La Convención de la Haya marca el punto álgido de tal concepción; establece la distinción entre guerra y paz a través de la declaración de guerra o el ultimátum, establece derechos y deberes de los neutrales; prohíbe el uso de gases asfixiantes y balas dum-dum; distingue entre combatiente, no combatiente o rendido para distinguir en el trato a todos ellos. Establece unas normas para humanizar la guerra, que sólo tienen sentido desde un cierto sentido de comunidad, que Schmitt remarca con asiduidad:

“Estas concepciones acerca de la guerra acotada y del enemigo justo, provenientes de la época de la monarquía, solamente admiten ser legalizadas entre Estados beligerantes cuando estos Estados se aferran a ellas con la misma intensidad (...) De otro modo, la reglamentación inter-estatal, en lugar de fomentar la paz, sólo consigue ofrecer excusas y argumentos para acusaciones recíprocas” (Teoría del partisano, Introducción)

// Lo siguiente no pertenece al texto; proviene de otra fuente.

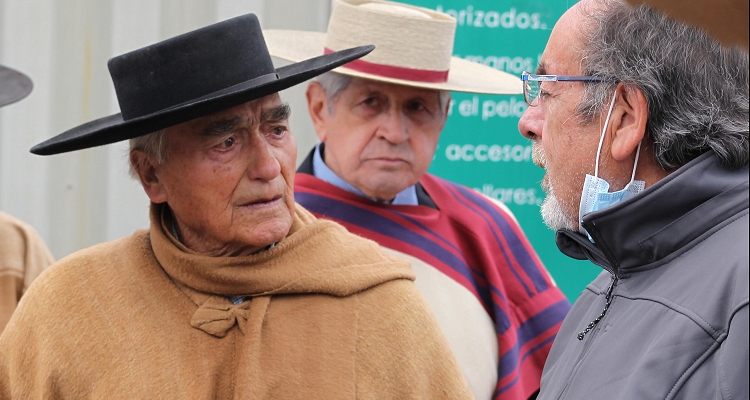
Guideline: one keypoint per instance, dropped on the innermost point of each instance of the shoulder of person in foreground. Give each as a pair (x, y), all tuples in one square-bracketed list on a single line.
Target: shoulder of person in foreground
[(35, 346), (21, 247), (401, 351), (23, 257)]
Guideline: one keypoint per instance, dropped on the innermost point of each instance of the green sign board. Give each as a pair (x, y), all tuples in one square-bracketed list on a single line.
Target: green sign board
[(480, 146)]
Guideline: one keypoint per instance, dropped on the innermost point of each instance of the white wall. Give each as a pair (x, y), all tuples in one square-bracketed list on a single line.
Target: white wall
[(86, 197)]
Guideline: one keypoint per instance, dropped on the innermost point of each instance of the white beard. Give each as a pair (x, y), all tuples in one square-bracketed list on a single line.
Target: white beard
[(552, 212), (554, 216)]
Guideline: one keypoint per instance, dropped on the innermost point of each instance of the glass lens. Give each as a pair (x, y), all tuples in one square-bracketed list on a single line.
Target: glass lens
[(531, 92)]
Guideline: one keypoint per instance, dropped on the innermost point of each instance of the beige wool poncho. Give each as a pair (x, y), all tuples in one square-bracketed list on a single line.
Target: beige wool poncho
[(329, 317)]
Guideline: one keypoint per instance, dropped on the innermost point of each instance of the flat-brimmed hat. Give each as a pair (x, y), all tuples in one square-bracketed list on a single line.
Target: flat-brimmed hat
[(189, 76), (13, 86), (413, 47)]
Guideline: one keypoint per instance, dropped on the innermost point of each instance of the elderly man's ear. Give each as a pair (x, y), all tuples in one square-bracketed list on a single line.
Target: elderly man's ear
[(317, 106), (628, 121), (145, 166)]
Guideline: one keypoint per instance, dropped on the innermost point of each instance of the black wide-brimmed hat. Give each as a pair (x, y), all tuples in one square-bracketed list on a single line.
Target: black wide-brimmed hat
[(13, 86), (190, 76)]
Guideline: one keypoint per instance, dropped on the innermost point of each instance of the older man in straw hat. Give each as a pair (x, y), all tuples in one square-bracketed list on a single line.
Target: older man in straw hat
[(235, 292), (379, 119), (23, 254)]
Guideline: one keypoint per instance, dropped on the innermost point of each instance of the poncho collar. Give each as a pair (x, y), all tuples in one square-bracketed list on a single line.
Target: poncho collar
[(317, 256)]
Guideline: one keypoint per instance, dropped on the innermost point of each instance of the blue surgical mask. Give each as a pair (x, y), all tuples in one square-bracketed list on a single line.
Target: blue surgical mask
[(595, 195)]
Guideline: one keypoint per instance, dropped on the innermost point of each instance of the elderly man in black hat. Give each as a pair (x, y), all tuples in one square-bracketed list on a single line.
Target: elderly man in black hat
[(23, 254), (235, 291)]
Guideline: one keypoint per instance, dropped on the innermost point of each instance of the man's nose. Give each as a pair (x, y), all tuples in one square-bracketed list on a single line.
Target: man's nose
[(263, 163), (394, 127), (530, 124)]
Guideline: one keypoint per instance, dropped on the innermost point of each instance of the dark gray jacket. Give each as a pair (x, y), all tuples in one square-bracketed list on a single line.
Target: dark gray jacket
[(677, 323)]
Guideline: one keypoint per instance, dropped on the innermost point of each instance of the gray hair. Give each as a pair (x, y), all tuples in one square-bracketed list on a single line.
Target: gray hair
[(696, 90), (334, 83), (153, 144)]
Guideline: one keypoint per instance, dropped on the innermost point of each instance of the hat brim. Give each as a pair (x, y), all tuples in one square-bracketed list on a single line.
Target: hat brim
[(464, 76), (113, 128), (13, 86)]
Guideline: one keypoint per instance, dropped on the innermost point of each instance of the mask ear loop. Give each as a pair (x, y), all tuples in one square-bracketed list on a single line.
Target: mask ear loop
[(637, 154), (601, 139)]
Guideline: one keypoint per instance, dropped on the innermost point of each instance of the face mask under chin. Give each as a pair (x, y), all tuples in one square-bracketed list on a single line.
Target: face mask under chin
[(595, 194)]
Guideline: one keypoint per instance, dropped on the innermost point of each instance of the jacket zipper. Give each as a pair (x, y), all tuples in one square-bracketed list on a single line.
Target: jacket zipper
[(590, 327)]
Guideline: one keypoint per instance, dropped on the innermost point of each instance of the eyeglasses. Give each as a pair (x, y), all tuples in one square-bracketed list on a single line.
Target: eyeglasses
[(532, 83)]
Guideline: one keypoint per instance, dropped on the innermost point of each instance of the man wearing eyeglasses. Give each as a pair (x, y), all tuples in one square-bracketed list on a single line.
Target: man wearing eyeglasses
[(641, 124)]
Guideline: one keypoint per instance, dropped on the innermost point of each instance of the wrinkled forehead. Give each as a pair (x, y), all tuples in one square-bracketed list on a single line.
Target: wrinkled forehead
[(562, 55), (266, 109), (404, 91)]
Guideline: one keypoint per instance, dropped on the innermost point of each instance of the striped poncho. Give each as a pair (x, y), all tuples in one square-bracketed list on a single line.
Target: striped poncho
[(493, 298)]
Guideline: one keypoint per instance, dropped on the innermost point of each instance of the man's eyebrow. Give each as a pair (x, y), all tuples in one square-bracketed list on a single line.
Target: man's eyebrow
[(221, 127), (276, 114), (541, 69)]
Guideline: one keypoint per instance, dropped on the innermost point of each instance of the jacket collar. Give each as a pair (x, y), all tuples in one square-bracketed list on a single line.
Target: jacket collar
[(664, 219)]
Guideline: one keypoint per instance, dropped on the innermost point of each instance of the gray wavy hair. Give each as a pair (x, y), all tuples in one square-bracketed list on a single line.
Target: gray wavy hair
[(334, 83), (697, 90)]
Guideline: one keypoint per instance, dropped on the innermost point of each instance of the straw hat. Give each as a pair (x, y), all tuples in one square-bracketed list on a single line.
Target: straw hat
[(188, 76), (13, 85), (413, 47)]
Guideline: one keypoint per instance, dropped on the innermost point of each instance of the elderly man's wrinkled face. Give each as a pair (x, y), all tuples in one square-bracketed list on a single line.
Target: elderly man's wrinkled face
[(229, 177), (380, 137), (561, 144)]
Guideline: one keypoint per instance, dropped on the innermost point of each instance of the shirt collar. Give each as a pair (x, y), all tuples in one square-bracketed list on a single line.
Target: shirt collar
[(407, 197)]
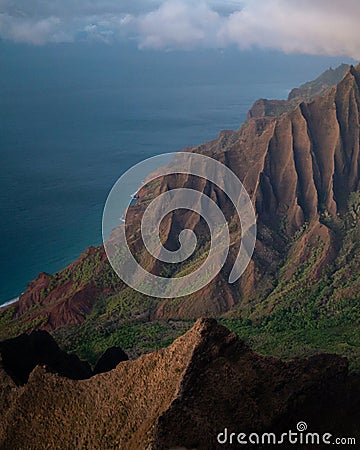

Reconocimiento de la guerra como realidad humana, y reconocimiento de que ésta se realiza entre dos Estados que se reconocen mutuamente; se trata de los dos pilares sobre los que para Schmitt se fundamenta el Derecho público europeo, y a partir de él, el Derecho Internacional. Si la guerra es una realidad política, no hay motivo para no reconocer su existencia, y con ello reglamentarla y limitarla, humanizar su desarrollo. Pero ello sólo es posible desde el reconocimiento de que el conflicto es posible pero no necesario, y que a la declaración de guerra sigue una declaración de paz. Es decir, contextualizando la enemistad política y buscando una medida común entre combatientes.

Guerra prohibida, enemistad continua

Desde 1864, las Convenciones de Ginebra buscaron mitigar el sufrimiento que la guerra provoca en heridos, rendidos y prisioneros, pero al mismo tiempo se mostraba el carácter caprichoso y cruel de la historia; mientras el ser humano trataba de mitigar el sufrimiento, la técnica le proporcionaba un potencial que acabaría con la muerte de millones de personas. En 1949, tras la experiencia de la Segunda Guerra Mundial, nuevos convenios de Ginebra daban un paso más en la búsqueda de humanizar el conflicto; sin embargo, éste se hizo cada vez más inhumano.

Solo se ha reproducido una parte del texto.